Nichiren・Ikeda

Search & Study

日蓮大聖人・池田大作

検索 & 研究 ver.9

人間――大いなるコスモス モスクワ大学記念講演

1994.5.17 「平和提言」「記念講演」(池田大作全集第2巻)

前後
1  尊敬する諸先生方、並びに親愛なる学生の皆さま。きょうは、十九年前と同じ、この懐かしい文化宮殿におきまして、再び、講演の機会をいただきました。私の最大の栄誉と思っております。サドーヴニティ総長をはじめ、関係者の方々に、心から御礼申し上げます。こうして、若き学生の皆さまと語り合うことができ、私は、何よりも、うれしく思っております。
 本年一月、モスクワ市民と、アメリカのクリントン大統領との対話の折、貴大学の学生がさわやかに発言する姿が、日本でも放映されました。
 外国語学部の女子学生は、流暢な英語で、「我が国には、大いなる精神の力が秘められております。近い将来、あらゆる意味で、世界の文化的な中心になっていくと信じています」と語っておりました。青春の真摯な情熱が光る、まことにすがすがしい光景でありました。
2  貴大学の偉大なる創立者ロモノーソフは、逝去の直前に、高らかに謳い上げております。
  麗しき広大なる わが大地に
  悲運が襲う その時代にこそ
  私の歩み残した この道に続きゆく
  英知の青年を 息子たちを ロシアは生むだろう (斎藤えく子訳)
3  建学以来、二百四十星霜――。

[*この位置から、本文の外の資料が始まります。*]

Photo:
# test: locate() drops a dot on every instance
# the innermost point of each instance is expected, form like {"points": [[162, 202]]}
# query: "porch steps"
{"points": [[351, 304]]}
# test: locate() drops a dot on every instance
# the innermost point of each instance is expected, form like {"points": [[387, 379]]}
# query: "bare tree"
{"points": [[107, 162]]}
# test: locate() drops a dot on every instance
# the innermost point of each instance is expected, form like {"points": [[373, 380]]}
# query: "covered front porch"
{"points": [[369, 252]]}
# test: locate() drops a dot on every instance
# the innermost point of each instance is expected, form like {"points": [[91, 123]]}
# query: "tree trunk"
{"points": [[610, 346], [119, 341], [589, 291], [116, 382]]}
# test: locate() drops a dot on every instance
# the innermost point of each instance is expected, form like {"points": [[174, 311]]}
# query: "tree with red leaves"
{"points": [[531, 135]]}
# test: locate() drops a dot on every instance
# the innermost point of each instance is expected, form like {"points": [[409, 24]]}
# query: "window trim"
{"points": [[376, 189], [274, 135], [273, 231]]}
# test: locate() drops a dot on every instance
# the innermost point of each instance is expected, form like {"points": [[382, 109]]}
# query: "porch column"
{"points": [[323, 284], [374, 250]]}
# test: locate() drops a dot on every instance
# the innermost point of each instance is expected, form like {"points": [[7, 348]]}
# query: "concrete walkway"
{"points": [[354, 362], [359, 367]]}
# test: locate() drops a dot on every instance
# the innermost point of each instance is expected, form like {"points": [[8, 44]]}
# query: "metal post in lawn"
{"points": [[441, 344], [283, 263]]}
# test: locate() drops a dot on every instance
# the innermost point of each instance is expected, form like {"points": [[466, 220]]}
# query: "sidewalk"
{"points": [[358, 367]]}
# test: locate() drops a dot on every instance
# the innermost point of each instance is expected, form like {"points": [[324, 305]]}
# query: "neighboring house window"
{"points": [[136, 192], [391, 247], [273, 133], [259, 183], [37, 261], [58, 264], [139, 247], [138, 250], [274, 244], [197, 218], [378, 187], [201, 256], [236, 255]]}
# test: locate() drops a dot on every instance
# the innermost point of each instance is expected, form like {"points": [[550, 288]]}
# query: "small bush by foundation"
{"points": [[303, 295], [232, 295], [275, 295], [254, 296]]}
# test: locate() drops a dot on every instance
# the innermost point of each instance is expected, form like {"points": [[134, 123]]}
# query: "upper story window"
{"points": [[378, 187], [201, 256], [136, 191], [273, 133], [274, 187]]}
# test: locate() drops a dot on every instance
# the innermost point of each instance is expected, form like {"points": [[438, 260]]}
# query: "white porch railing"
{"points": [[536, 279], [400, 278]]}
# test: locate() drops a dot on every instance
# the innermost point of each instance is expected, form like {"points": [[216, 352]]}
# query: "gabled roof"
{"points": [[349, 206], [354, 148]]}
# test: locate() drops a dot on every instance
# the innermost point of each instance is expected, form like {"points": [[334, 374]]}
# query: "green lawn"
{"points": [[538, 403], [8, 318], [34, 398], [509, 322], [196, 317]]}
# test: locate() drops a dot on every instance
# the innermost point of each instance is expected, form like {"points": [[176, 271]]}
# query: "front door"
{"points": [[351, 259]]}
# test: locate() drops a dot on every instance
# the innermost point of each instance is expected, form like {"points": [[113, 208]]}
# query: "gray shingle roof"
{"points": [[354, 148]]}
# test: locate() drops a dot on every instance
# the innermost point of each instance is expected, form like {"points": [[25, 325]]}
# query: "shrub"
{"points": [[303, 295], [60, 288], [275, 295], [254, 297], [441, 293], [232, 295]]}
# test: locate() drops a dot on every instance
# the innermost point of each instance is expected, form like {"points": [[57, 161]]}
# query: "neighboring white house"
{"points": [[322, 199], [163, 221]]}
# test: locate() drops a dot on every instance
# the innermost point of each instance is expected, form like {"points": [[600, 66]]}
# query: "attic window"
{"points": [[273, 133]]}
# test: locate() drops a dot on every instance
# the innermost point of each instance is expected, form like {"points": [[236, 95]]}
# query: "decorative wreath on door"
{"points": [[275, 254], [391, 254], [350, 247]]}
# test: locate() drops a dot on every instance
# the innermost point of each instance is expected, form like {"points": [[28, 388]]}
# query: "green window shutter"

貴大学は、この創立者の魂の叫びに、厳然と応えておられます。なんと崇高なる、教育のロマンでありましょうか。
 「未来の果を知らんと欲せば其の現在の因を見よ」とは仏典に説かれた一節であります。皆さま方、青年こそ、貴国、そして世界の「無限の希望」であることを、私は、深く強く、確信してやみません。
 さて、思えば一九七四年、貴大学から招聘いただき、初めて貴国への旅につこうとしたとき、私は、日本の多くの人から、詰問されました。「仏法者のあなたが、宗教敵視のイデオロギーの国へ、なぜ行くのか」と。この声に、私は一言、「我々と同じ人間がいるから行くのです」と答えました。
 以来二十年の歳月が流れ、ポスト・イデオロギーの社会にあって、いやまして、スポット・ライトを浴びているのは、「人間」及び「人間の生き方」ではないでしょうか。